# 16 month old bitch



## Xeph (Jun 19, 2005)

Madame Wesson is 16 months old now, AKC Ch Ptd, and we have recently taken up herding


----------



## angelas (Aug 23, 2003)

Gorgeous in my opinion.


----------



## dogfaeries (Feb 22, 2010)

I love Wesson! You have the most beautiful girls.


----------



## elisabeth_00117 (May 17, 2009)

I agree - gorgeous.


----------



## RocketDog (Sep 25, 2011)

What Elisabeth said.  very nice!


----------



## LynneLittlefield (Nov 30, 2012)

Beautiful!


Sent from Petguide.com Free App


----------



## Xeph (Jun 19, 2005)

Thanks for all the compliments  Hope she does well at the shows next month


----------



## Xeph (Jun 19, 2005)

Another month gone by, another pic of Wesson  We're headed down to Raleigh, NC next week!


----------



## GusGus (Oct 24, 2012)

That is one beautiful dog. How lucky are you!?


----------



## gmcwife1 (Apr 5, 2012)

She is beautiful


----------



## WVGSD (Nov 28, 2006)

Breathtaking!!


----------



## elisabeth_00117 (May 17, 2009)

She is beautiful!


----------



## Doc (Jan 13, 2009)

Xeph said:


> Another month gone by, another pic of Wesson  We're headed down to Raleigh, NC next week!
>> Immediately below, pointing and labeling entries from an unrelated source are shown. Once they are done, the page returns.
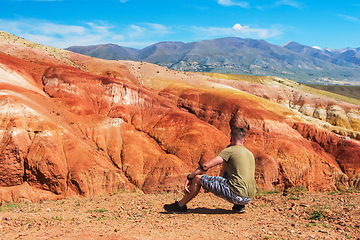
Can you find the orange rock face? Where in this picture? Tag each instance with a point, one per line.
(72, 124)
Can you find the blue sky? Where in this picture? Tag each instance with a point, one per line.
(139, 23)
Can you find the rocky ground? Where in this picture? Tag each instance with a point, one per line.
(298, 215)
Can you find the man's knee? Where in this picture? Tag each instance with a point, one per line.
(197, 179)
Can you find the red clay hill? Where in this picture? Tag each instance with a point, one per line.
(76, 125)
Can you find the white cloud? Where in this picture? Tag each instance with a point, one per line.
(233, 3)
(59, 35)
(148, 30)
(291, 3)
(238, 27)
(238, 31)
(349, 18)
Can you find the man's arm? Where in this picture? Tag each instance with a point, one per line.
(203, 168)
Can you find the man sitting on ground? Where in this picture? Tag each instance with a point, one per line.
(240, 186)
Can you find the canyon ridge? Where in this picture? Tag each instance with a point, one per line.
(77, 125)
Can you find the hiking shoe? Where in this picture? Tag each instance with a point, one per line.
(239, 208)
(174, 207)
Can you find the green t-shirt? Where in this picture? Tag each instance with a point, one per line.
(240, 165)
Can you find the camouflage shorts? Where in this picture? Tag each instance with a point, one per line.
(221, 188)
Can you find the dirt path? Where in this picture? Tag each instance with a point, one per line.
(140, 216)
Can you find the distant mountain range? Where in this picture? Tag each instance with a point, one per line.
(243, 56)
Where and when is the show in Raleigh? I do hope you wear your hippie Ty-dye tee for the show.:wild:


----------



## ksotto333 (Aug 3, 2011)

She's beautiful..love her coloring..


----------



## Xeph (Jun 19, 2005)

Doc, the tye dye t shirt is no more . Had a big hole in the chest D:

The show starts next Wednesday at the Raleigh fairgrounds (1025 Blur Ridge Rd). We will be arriving Wednesday to set up


----------



## Sunflowers (Feb 17, 2012)

Glorious coat!
What are you feeding?


----------



## Anita11811 (May 10, 2011)

AWESOME!! very nice Bitch!


----------



## lorihd (Nov 30, 2011)

beautiful girl, love that natural stack, very impressive!!!!!!!


----------



## Xeph (Jun 19, 2005)

> Glorious coat!
> What are you feeding?


Thanks! She's completely naked here, just blown out for a bath. Your comment gives me hope that she has enough hair to do well next week!

I am feeding Nutrisource Grain Free Lamb. I also use the chicken formula, but the dogs seem to do best on the Lamb.

I actually chose the food not because it is grain free, but because it has NO BEET PULP!! It is hard to find a food that has no beet pulp in it. Especially a food that is affordable.

And if y'all think she's beautiful just standing, you should see her on sheep! THAT is breathtaking <3


----------



## Xeph (Jun 19, 2005)




----------



## Xeph (Jun 19, 2005)

18 months old  OFA rads in 6 months



















Free stacked









From the front


----------



## robk (Jun 16, 2011)

Well, How did the Raleigh show go?


----------



## Xeph (Jun 19, 2005)

Spent a lot of money to have a good time :-/


----------



## Sibze (Jan 30, 2013)

Xeph said:


> Spent a lot of money to have a good time :-/


Haha good comment. 

She's a great looking dog!


----------